Боевой медик. Часть1

Два года назад имел неосторожность оставить комментарий

Боевой медик. Часть1 Чтобы помнили, Великая Отечественная война, Текст, Много букв, Ветераны, Длиннопост

Виноват, забыл, исправляюсь.

В 2009 году,  учась на 4м курсе универа, преподавателем одной из непрофильных дисциплин было дано задание написать рассказ о ветеране Великой Отечественной войны. Делалось это для книги, которую хотела напечатать Академия исторических наук. Но диск с моим файлом так и не смогли открыть (как мне сказали). Да и по поводу книги мне ничего не известно.

Мне дали адрес и телефон Якова Даниловича, и, заранее с ним договорившись, я приехал в гости.  За пару часов он поведал мне о своих боевых подвигах.

За достоверность рассказанных им событий не ручаюсь, в тексте могут встречаться неточности. Как говорится, за что "купил", за то и "продаю".


Родился в Донецкой области (бывшая Сталинская), Краснолиманский район, село Лозовая 5 сентября 1923 года. Состоял в комсомоле, в партию вступил уже после войны. До войны с отличием окончил Медицинское техническое училище в городе Изюме Харьковской области и должен был поступить в Харьковский Медицинский институт, но война все перечеркнула. О войне узнал в Харькове, когда поступал в институт. Там сказали, чтобы отправлялся домой, и я отправился в свое село. Через два дня пришла повестка в военкомат Краснолеманского района, где получил направление уже во Владимир. Во Владимире в то время формировались две пехотные дивизии, в одну из которых я и попал.

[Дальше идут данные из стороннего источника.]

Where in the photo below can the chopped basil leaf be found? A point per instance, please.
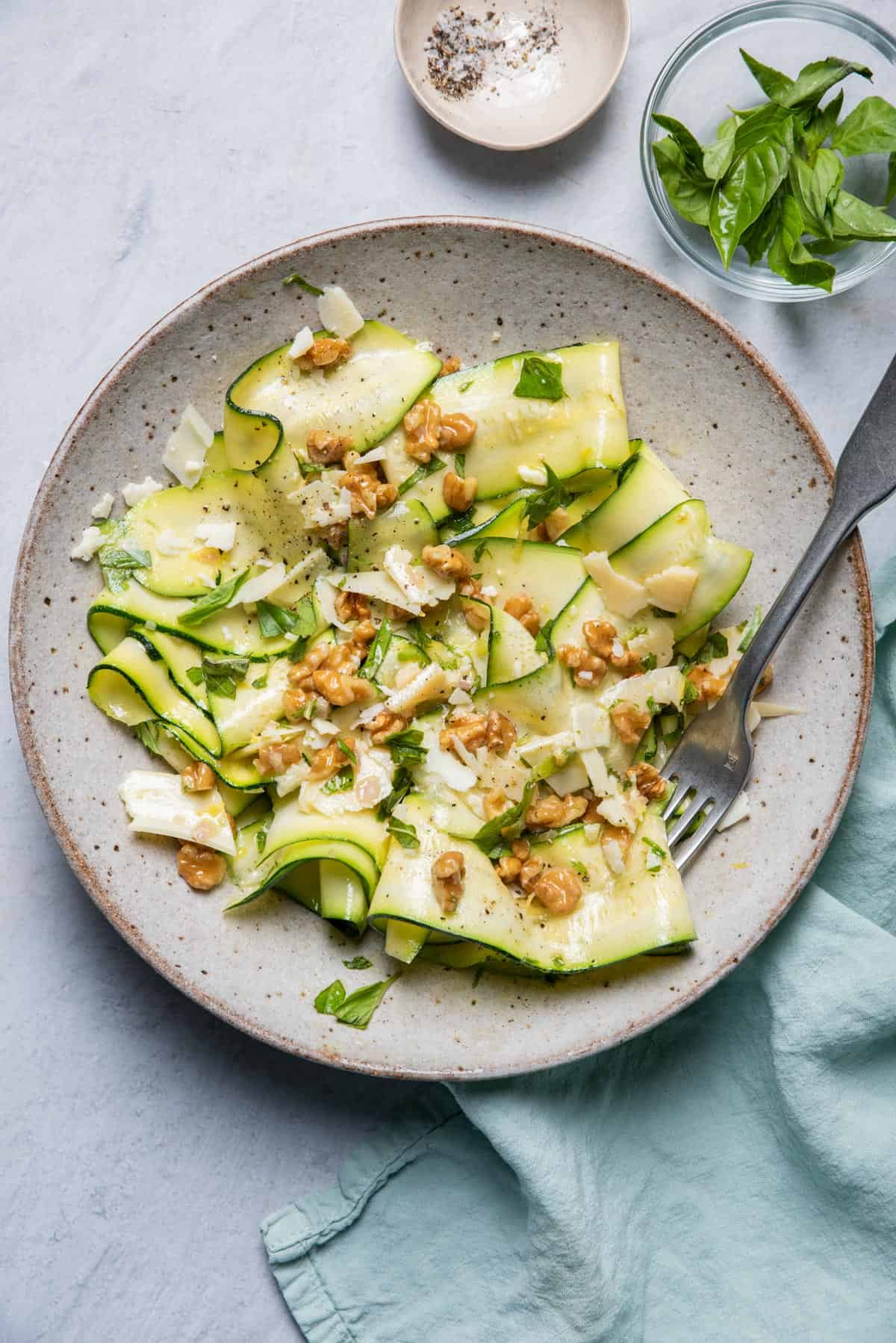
(541, 379)
(340, 782)
(376, 651)
(331, 998)
(405, 747)
(302, 284)
(207, 606)
(358, 1009)
(403, 831)
(544, 501)
(223, 673)
(750, 630)
(358, 964)
(402, 784)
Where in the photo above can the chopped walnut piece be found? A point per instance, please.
(329, 759)
(447, 562)
(455, 432)
(551, 813)
(326, 447)
(630, 722)
(385, 725)
(500, 732)
(341, 688)
(200, 868)
(648, 781)
(709, 686)
(198, 778)
(449, 872)
(520, 607)
(469, 728)
(558, 890)
(352, 606)
(588, 668)
(508, 869)
(458, 491)
(326, 352)
(556, 523)
(529, 872)
(276, 757)
(422, 430)
(367, 491)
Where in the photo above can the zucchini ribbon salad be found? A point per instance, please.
(413, 639)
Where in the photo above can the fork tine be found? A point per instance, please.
(689, 848)
(680, 824)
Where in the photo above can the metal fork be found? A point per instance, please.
(712, 762)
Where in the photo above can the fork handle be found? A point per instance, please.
(865, 477)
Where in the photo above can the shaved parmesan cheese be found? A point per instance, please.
(302, 343)
(532, 476)
(739, 810)
(337, 312)
(429, 684)
(136, 493)
(220, 535)
(184, 454)
(421, 586)
(621, 594)
(90, 542)
(672, 589)
(260, 586)
(159, 806)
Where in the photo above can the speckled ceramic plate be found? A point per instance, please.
(707, 402)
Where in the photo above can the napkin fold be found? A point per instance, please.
(729, 1176)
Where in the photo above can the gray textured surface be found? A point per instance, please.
(149, 152)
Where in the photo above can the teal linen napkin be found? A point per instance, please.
(729, 1176)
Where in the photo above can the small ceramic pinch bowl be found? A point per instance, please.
(512, 77)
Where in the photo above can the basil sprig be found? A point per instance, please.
(768, 183)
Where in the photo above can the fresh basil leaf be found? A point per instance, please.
(821, 125)
(691, 199)
(688, 144)
(358, 964)
(716, 158)
(331, 998)
(435, 464)
(203, 607)
(815, 188)
(223, 673)
(815, 79)
(855, 218)
(403, 831)
(514, 818)
(754, 178)
(302, 284)
(358, 1009)
(402, 784)
(376, 651)
(405, 747)
(756, 239)
(539, 505)
(541, 379)
(773, 82)
(750, 630)
(340, 782)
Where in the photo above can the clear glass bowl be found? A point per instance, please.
(707, 75)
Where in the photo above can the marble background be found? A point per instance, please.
(149, 148)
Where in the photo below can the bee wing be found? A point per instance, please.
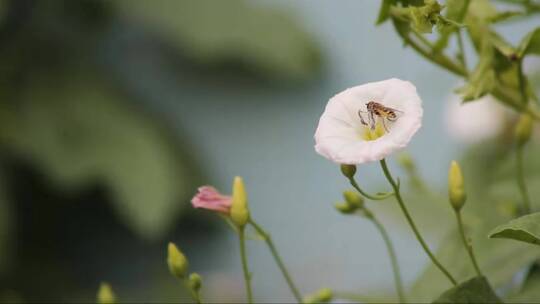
(396, 112)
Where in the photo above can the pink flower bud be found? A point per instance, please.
(209, 198)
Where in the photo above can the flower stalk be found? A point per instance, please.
(467, 243)
(245, 269)
(392, 254)
(401, 203)
(377, 197)
(523, 132)
(279, 261)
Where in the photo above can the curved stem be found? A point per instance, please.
(278, 260)
(367, 195)
(439, 59)
(467, 243)
(412, 224)
(461, 56)
(247, 275)
(521, 180)
(194, 293)
(392, 253)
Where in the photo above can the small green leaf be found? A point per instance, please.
(475, 290)
(384, 12)
(503, 16)
(266, 40)
(423, 18)
(81, 131)
(530, 291)
(530, 44)
(482, 80)
(525, 229)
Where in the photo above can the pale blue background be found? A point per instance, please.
(267, 137)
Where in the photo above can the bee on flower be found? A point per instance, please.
(368, 122)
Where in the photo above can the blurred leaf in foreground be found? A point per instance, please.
(81, 131)
(475, 290)
(525, 229)
(263, 39)
(530, 292)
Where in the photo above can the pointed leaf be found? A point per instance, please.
(525, 229)
(475, 290)
(384, 12)
(265, 40)
(530, 44)
(82, 132)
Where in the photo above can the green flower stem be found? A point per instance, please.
(411, 222)
(277, 258)
(367, 195)
(438, 58)
(247, 275)
(467, 243)
(195, 295)
(522, 83)
(461, 56)
(391, 252)
(521, 180)
(443, 61)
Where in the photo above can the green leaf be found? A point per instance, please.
(482, 79)
(525, 229)
(530, 291)
(453, 255)
(503, 16)
(80, 131)
(265, 40)
(423, 18)
(475, 290)
(530, 44)
(384, 12)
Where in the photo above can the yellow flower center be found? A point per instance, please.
(369, 134)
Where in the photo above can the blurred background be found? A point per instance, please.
(112, 113)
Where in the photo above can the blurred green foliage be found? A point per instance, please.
(74, 134)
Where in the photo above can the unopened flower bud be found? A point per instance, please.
(344, 208)
(348, 170)
(177, 262)
(456, 187)
(105, 294)
(324, 295)
(406, 161)
(195, 281)
(523, 129)
(239, 209)
(353, 199)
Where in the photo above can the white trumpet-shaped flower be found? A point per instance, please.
(475, 121)
(350, 132)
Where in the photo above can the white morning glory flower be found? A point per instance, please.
(346, 133)
(477, 120)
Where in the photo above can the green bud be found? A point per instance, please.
(523, 129)
(323, 295)
(344, 208)
(348, 170)
(177, 262)
(406, 161)
(424, 17)
(195, 281)
(105, 294)
(239, 209)
(456, 187)
(353, 199)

Сразу же по приезду нас вымыли, одели, мне прицепили три кубаря (старший фельдшер), дали револьвер, семь патронов. Кобуры не было, так что пришлось носить его в кармане. Примерно через неделю, нас всех погрузили в эшелон и…на Ельню, нестрелянных, как говорится, не нюханных. На какой-то станции нас всех выгрузили повезли на «ГАЗике». Но проехать было практически невозможно, немецкие мессершмитты летали и стреляли во всех, кого видели. И вот мы выехали, их сразу несколько появилось в небе. Но тут сразу кто-то крикнул «Воздух!», все повыскакивали из машины и в кювет. За время разъездов, я раз тридцать выпрыгивал и залазил обратно. И вот так, пока доехали, машин, на которых нас везли, осталось всего четыре из десяти. Остальные разбомбили, люди – кто погиб, кто пересел на другие машины. Так мы приехали в лес, где располагался штаб дивизии, выгрузили нас и разместили в каком-то сарае. Я проверил свои карманы и обнаружил, что револьвера нет…видать шнурок где-то оборвался и потерялся. А в то время действовал приказа Сталина – за утерю оружия или штрафная рота, или трибунал. Я подумал, что дело плохо – мне же еще только восемнадцать. А некоторые ребята, которые там были, попадали уже в бой и как раз привезли раненых с передовой. Я к одному подхожу: «Слушай, я револьвер потерял, «там» найти можно?» Он ответил: «Садись, поедем сейчас». Я сел на телегу, и мы поехали на передовую. Приезжаем, а там всюду лежат раненые и убитые, и вокруг много всякого оружия. Я выбрал револьвер, привязал его и положил в карман. Приехали мы обратно в дивизию, а там проходила разбивка людей на роты, батальоны. Тут приезжает комиссар батальона и говорит: «На фронте не хватает оружия, так что мы пока позади на два километра от линии фронта. В общем, сдать всем оружие». Я первый подхожу, сдаю, а мне говорят, мол, номер какой-то не такой. На что я им отвечаю, что сами разберетесь с номером. Вот так я начал воевать, без оружия.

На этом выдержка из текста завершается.